John O'Melia, CEO, left, and Ulf Zetterberg, executive vice-chairman, right, of Seal Software.

Artificial intelligence-based contract analytics and discovery provider Seal Software announced today it's moving company CEO Ulf Zetterberg to executive vice chairman, a newly created role focused on understanding consumer needs and expanding Seal's use in legal outsourcing and other use cases. Zetterberg's former position will be filled by John O'Melia, who had held the worldwide field operation executive vice president position before being promoted.

As CEO, O'Melia will handle the day-to-day operations for the company. He also said he will “look at the company end-to-end and make sure there is clarity about what our opportunities are and make sure [we] are executing it.”

O'Melia noted that before joining Seal in 2017, he had 20 years of experience managing worldwide services and customer success for Dell's EMC enterprise content division before the content management services platform was acquired by OpenText.

Currently, Seal's artificial intelligence-powered platform provides contract analytics, discovery and data extraction. Noting the “tremendous business” legal outsourcing companies pick up, Zetterberg said he aims to build an ecosystem of partners to help expand Seal's use in legal outsourcing and identify various other use cases for the platform. Both Zetterberg and O'Melia said the company's success hinges on their technology bringing value to clients' work.

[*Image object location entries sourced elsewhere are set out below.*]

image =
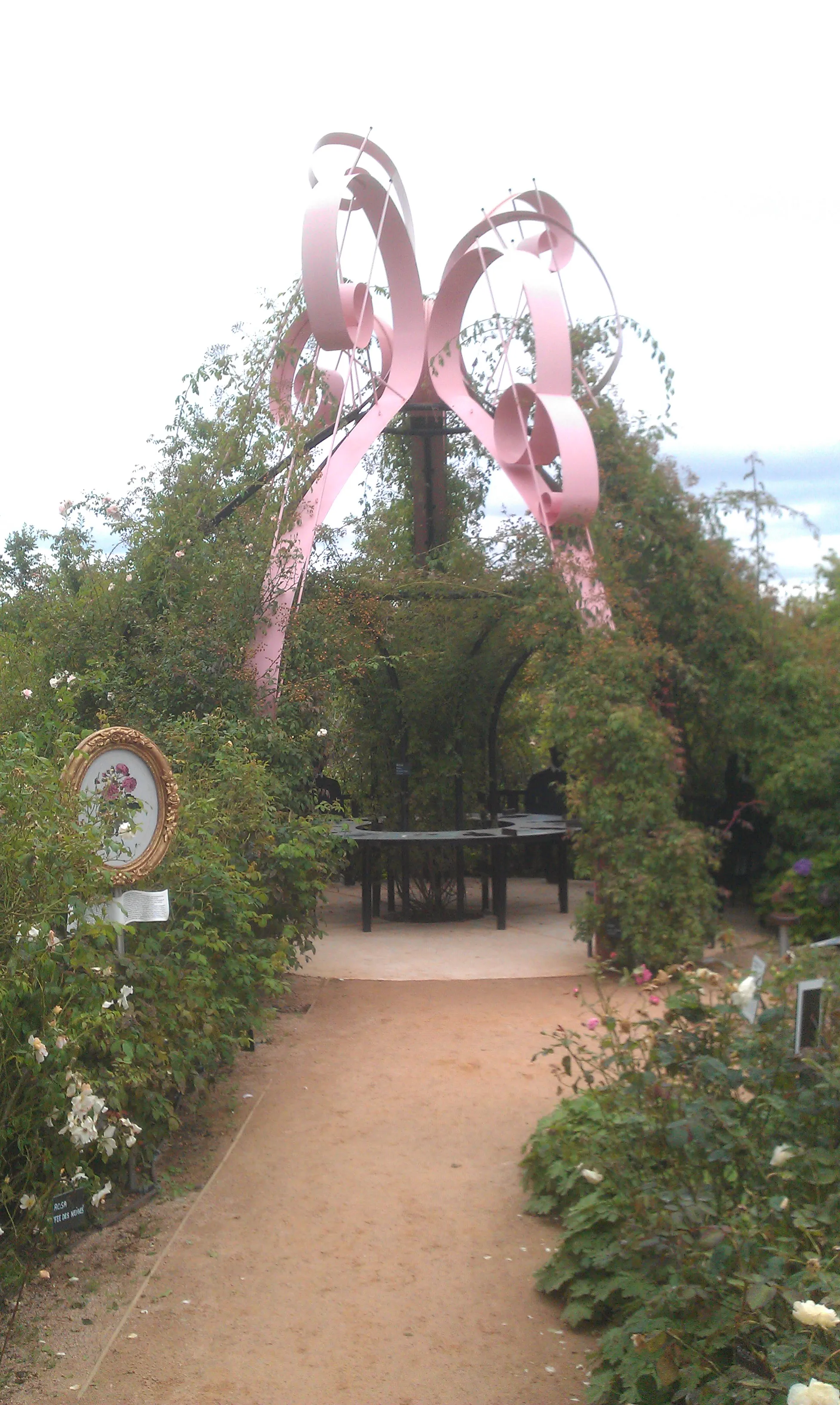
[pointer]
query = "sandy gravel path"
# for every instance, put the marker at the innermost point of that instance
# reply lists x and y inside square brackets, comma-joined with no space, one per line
[364,1240]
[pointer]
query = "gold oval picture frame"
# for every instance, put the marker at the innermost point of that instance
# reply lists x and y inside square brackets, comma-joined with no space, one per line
[124,767]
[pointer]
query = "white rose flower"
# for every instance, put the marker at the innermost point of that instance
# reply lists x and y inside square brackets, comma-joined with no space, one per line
[108,1142]
[817,1393]
[781,1155]
[815,1314]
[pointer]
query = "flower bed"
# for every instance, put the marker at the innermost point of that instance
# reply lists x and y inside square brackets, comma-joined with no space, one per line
[696,1175]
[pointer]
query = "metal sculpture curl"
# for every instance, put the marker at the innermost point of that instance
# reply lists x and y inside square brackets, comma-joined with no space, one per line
[528,427]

It's about “how can we find an impact in their existing organization and technology,” Zetterberg noted. Additionally, he added that the company must ensure the “customer has multiple avenues to look at how to deploy Seal.”

This recent C-suite move comes after Seal added a few new members to its ranks last year. In 2018, the company hired former pharmaceutical executive Dave Pasirstein as vice president of pharma, life sciences and health care, and also added former Google senior program manager of legal technology Julian Tsisin as its vice president of legal markets.

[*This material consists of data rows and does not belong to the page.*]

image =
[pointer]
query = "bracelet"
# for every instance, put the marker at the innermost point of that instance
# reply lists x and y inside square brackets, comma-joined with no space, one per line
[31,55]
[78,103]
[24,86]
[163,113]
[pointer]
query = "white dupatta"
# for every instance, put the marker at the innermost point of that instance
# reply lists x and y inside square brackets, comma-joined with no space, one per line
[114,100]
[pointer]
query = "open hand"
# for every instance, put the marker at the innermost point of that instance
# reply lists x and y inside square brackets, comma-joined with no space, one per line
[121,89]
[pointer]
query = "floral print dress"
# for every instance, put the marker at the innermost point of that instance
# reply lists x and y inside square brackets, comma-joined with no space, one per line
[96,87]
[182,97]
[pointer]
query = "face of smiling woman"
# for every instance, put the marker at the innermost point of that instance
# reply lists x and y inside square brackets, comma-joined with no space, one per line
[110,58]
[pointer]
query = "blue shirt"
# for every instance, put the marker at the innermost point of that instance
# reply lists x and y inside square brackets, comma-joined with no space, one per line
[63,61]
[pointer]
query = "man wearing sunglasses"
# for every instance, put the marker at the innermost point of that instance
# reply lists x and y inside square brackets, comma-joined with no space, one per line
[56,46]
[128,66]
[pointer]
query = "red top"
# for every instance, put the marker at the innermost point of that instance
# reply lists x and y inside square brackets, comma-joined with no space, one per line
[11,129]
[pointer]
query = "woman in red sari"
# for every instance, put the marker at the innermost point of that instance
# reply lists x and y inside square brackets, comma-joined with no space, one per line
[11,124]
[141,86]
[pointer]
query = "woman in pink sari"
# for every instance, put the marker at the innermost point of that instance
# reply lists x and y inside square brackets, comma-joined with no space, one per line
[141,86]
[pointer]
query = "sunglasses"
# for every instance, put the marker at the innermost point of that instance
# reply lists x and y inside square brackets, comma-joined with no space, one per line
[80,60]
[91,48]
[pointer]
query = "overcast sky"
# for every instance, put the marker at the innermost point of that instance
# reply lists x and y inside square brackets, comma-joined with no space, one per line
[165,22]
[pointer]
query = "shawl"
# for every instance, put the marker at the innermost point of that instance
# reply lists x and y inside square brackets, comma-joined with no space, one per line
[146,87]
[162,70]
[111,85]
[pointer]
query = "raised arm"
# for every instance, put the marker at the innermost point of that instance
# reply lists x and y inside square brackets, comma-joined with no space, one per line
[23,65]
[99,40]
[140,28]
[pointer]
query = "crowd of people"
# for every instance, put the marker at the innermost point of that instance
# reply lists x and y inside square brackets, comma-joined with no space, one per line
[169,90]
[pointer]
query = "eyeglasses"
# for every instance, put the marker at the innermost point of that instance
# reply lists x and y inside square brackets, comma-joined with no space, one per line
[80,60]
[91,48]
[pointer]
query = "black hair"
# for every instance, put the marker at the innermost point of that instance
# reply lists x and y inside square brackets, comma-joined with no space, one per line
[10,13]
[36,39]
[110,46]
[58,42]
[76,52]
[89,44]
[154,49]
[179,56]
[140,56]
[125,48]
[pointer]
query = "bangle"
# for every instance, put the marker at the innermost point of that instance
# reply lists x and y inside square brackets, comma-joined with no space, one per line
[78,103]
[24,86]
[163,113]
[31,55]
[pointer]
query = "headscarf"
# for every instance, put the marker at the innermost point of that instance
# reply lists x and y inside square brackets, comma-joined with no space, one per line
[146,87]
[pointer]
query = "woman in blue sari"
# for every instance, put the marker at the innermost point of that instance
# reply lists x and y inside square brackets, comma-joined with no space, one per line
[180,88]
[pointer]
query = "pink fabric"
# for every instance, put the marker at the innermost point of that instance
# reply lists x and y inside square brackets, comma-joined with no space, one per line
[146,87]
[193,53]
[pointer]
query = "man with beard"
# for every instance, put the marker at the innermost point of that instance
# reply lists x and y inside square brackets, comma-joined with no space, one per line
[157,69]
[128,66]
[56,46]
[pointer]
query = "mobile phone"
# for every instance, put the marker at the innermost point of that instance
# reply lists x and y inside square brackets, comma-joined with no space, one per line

That same year, the company also closed on a $30 million investment from venture capital firm Toba Capital and acquired analytics company Apogee Legal.

More recently, Seal received a $15 million investment in March from e-signature company DocuSign, with whom it has a partnership. Both companies said at the time that the investment would enhance intelligence and AI capabilities in DocuSign's Agreement Cloud suite of digital agreement software, which Seal's technology currently powers.

As Seal focuses on extending its market, it appears many corporate legal departments are hungry for more outsourced capabilities.

In-house legal operation leaders are eyeing long-term outsourcing to handle legal work, according to a recent Legaltech News article. After legal operations meets its process improvement and technology adoption goals, its upkeep will likely be outsourced to keep head count and budgets low, some legal ops leaders said.

An EY survey released last month also highlighted that in an effort to attract junior in-house employees, corporate legal departments are outsourcing “menial” tasks, including contract management, entity management and document retention.